北極圏生まれ

9月中旬、アラスカ北極圏のネイティブの村に向かった。フェアバンクスで6名乗りの小さな飛行機に乗り込み、1時間45分ほどのフライトだ。ユーコン川やブルックス山脈を超えて北へと向かっていく。
窓から見える景色は、空と地平線の境界の判別はつかないし、文字通り"果て"が見えない。そのあまりの見えなさには恐怖心すら芽生えるほどだ。アラスカ遠征に来た初めての年、徒歩でブルックスを縦断しようと歩き始めて、体調を崩して撤退したことがあった。こうして空から見ると、無謀なことに挑戦したものだと、自分で自分に呆れてしまう。
村に降り立つと、僕とともに運ばれてきた食材などを心待ちにしていた村民たちが、続々と飛行機の周りに集まってきた。それぞれが目的のものを受け取ると(中には50インチのテレビを受け取るツワモノもいた!)三々五々、村の中へと帰っていく。機内に持ち込めず、翼の中に収納してきたクマ用のペッパースプレーを待っていた僕が最後の客だった。
僕はパイロットに帰りの日程を告げて、滑走路から徒歩2分にある小さなスーパーに入る。
自分が背負っている食材はフリーズドライや乾麺などの乾物ばかり。

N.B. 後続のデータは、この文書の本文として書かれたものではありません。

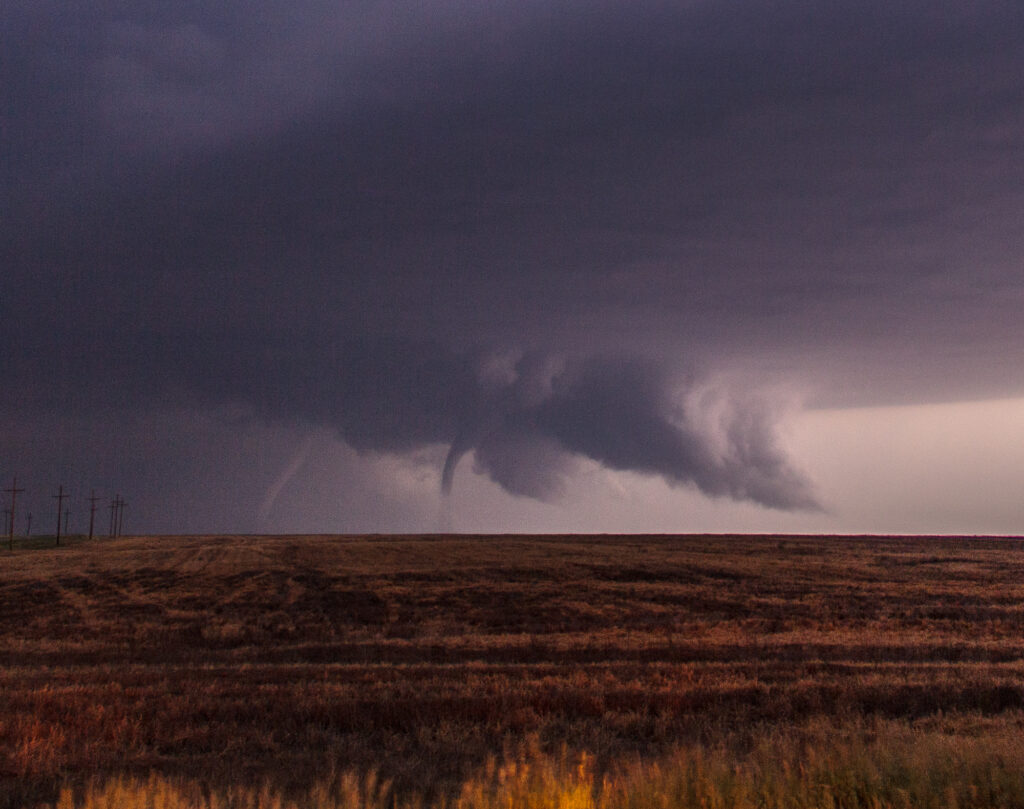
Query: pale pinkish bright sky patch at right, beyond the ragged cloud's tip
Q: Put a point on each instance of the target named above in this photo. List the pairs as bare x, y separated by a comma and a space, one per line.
942, 469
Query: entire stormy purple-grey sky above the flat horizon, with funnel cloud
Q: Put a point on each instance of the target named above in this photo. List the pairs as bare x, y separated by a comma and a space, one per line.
367, 266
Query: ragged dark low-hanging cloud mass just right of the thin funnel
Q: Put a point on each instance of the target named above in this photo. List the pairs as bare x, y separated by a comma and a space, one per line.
630, 416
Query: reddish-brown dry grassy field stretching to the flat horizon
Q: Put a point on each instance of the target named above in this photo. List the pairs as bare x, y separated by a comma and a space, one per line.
291, 664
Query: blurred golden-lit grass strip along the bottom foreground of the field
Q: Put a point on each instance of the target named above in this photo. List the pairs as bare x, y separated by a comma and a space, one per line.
824, 767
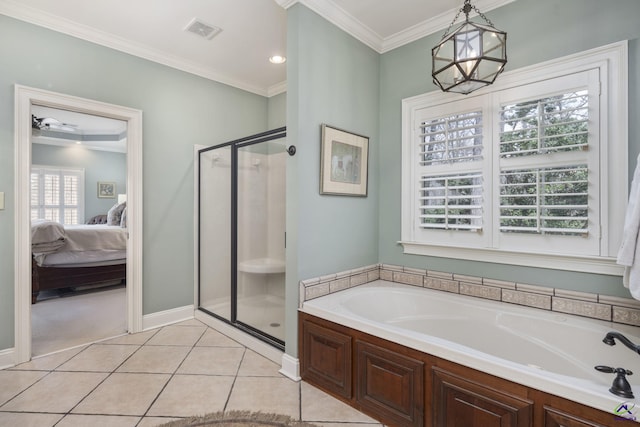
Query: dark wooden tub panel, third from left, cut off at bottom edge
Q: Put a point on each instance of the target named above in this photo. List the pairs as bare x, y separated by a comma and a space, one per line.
458, 402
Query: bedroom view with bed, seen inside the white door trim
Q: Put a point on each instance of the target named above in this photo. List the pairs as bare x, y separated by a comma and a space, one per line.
78, 228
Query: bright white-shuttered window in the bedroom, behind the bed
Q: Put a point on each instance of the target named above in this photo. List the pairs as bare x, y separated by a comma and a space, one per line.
57, 194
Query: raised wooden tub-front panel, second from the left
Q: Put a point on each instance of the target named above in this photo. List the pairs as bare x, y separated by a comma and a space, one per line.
389, 385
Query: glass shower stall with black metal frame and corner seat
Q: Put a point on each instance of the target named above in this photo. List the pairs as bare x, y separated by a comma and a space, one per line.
242, 233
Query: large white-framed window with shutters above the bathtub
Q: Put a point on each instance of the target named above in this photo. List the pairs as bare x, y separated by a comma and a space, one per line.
523, 172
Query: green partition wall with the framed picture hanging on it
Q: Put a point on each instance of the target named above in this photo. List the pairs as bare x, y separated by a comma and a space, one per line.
332, 78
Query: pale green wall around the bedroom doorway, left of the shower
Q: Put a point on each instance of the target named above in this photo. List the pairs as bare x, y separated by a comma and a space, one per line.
179, 110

何か今夜のメインディッシュになりそうなものはないかと物色していると、レジにいた店員が話しかけてきた。
「こんにちは。何を探しているの? ここは14時でいったん閉めるんだけど......」
体が大きく優しい声の彼は、グレッグだよ、と名乗り、のっそりと手を差し伸べた。
握手しながら、何かフレッシュな美味しいものをディナーにしようと思って、と答えると、
「それなら今日の飛行機で届いたこのハンバーガーはどうだい?パテが2枚あるし、君の体ならこれ一つでお腹いっぱいになるよ」
と教えてくれた。
ハンバーガーかあ...、と内心思ったが、閉店間際なことと、店の奥にある電子レンジも使って良いとのことで、ハンバーガーを遅いランチにすることに決めた。

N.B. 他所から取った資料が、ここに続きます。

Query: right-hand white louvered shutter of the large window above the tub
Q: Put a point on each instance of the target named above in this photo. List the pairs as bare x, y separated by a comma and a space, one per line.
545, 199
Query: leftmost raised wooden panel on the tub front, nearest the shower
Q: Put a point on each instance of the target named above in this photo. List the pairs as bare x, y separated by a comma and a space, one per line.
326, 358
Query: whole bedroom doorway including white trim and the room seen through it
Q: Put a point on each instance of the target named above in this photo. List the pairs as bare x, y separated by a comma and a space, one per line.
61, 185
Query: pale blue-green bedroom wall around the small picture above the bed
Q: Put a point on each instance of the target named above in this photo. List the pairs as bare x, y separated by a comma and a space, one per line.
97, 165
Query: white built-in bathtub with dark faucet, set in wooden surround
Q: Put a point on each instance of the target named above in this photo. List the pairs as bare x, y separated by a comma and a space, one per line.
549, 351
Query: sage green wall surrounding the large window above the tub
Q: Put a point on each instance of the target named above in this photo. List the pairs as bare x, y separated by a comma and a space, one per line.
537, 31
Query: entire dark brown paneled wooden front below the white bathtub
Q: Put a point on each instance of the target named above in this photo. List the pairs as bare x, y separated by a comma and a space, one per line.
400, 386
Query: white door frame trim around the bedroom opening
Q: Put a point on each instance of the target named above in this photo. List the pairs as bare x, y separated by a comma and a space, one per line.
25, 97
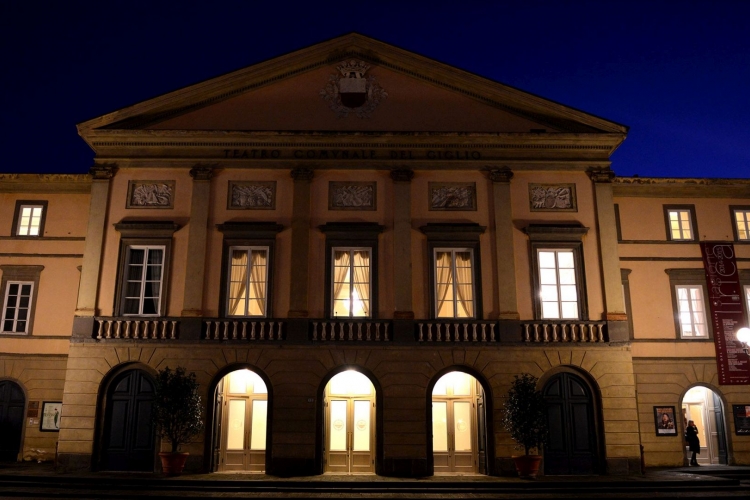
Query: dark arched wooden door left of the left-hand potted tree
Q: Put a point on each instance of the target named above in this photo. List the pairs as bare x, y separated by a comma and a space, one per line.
128, 431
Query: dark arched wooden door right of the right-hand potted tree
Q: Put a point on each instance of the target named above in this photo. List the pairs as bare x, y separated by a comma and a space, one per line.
572, 447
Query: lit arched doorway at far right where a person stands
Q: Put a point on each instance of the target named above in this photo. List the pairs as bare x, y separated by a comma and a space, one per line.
703, 406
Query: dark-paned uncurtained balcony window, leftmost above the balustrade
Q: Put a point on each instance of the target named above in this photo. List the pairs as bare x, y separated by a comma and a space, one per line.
144, 270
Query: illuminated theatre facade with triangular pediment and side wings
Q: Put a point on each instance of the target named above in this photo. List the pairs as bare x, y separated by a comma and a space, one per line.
356, 248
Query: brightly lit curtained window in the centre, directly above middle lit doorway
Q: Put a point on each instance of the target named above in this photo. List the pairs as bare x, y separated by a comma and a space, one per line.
351, 282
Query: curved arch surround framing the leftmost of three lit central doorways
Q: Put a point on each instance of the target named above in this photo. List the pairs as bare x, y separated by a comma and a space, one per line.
210, 398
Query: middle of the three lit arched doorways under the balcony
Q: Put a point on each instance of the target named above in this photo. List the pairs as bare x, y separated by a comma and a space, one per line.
350, 424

お店の前で温かいハンバーガーを片手に地図を見ていると、お店を閉めたグレッグが出てきて、僕の大きなザックを見て驚いてみせた。
「ワオ、君はどこからきたの?そして、どこに行くの、そんな大きいザックでさ」
ブルックスに入るんだよ、写真を撮って10日くらいでここに戻ってくるよ、と話すと、さらに驚いた。
「急いでないなら、色々話を聞かせてよ。そこが僕の家だからさ」
彼はそう言い、親指で村の方を指した。
「君はどんなところで生まれたの?」「人口は?」「国際空港はある?」「毎日お米を食べるの?」「ピザはどのくらいの頻度で食べるの?」......

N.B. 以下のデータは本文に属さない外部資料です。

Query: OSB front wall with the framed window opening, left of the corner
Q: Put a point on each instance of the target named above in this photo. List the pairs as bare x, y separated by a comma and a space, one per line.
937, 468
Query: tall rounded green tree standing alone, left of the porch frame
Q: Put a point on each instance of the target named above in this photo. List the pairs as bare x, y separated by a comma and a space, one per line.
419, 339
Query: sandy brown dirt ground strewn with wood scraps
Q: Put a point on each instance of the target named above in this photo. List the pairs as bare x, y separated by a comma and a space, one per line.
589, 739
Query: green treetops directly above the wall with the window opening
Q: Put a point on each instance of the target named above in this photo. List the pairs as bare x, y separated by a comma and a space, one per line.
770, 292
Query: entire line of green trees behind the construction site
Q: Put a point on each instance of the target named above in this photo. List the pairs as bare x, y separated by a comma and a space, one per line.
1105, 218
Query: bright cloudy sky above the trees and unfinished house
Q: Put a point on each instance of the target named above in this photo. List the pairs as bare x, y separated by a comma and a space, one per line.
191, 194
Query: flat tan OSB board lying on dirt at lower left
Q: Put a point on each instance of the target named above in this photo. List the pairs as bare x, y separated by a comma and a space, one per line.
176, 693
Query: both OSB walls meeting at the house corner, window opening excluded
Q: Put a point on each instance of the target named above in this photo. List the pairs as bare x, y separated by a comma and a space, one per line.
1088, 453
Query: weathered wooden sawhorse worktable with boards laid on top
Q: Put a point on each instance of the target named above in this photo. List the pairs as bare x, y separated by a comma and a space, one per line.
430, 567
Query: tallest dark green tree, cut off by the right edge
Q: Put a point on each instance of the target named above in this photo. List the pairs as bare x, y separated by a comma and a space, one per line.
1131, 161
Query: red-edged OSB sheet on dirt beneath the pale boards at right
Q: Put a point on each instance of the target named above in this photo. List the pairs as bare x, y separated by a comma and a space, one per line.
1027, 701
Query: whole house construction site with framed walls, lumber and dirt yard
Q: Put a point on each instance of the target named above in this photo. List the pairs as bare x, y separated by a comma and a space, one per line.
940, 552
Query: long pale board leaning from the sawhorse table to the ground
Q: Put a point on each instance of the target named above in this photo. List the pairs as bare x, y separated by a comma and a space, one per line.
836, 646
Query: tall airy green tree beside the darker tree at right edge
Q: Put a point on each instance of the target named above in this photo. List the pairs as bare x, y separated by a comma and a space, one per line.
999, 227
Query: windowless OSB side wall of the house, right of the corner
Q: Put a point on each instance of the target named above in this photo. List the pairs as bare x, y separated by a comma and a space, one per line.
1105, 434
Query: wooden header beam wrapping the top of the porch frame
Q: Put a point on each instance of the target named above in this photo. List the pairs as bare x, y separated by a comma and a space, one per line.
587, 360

質問を浴びながら、僕らはグレッグの家へと歩いた。空は薄い雲に覆われていて、もう冬のような寒さだった。
家に着くと、彼はモンスターというエナジードリンクを冷蔵庫から出して、僕に渡した。
「テキサス州で数年過ごしたこともあるけど、生まれたこの村に帰ってきたんだ。意外とあのスーパーの稼ぎは悪くないんだぜ」
彼はニヤリとしながら話した。会話の中に出た「I was born here.」のワンフレーズが、ずん、と僕の胸に響いた。
ここで、生まれた。北極圏で、生まれ育った。
僕はなんとも言えないショックを感じていた。なんということだ。東京の町田市というところで生まれ育った僕と、あまりにもスケールが違う。オーロラの下で、小さい時から猟を手伝いながら、マイナス40度にもなる冬を越え、グレッグは育ってきたのだ。
いいなあ、ここで生まれたなんて。そう呟くと、
「そうだね、不便はあるけど、楽しいよ。魚もカリブーも獲れるし、ネットフリックスも見れるし。あ、もう暗くなりそうだから、ダイシ、今日はウチに泊まっていったっていいよ?」
グレッグはそう言ってくれたが、少しでも歩を進めておきたいから、と断った。
僕は、古い文化と歴史、それと新しい食文化やテクノロジーが入り混じった会話に多少頭が混乱していた。
そして、"北極圏生まれ"というワードが持つパワーに浸りながら、村を発った。
グレッグからは今も、「Azumenoe(安曇野)の天気はどう?」などのメールがくる。そのたびに、はるか数千キロ遠くにある彼の生まれ育った村が頭に蘇る。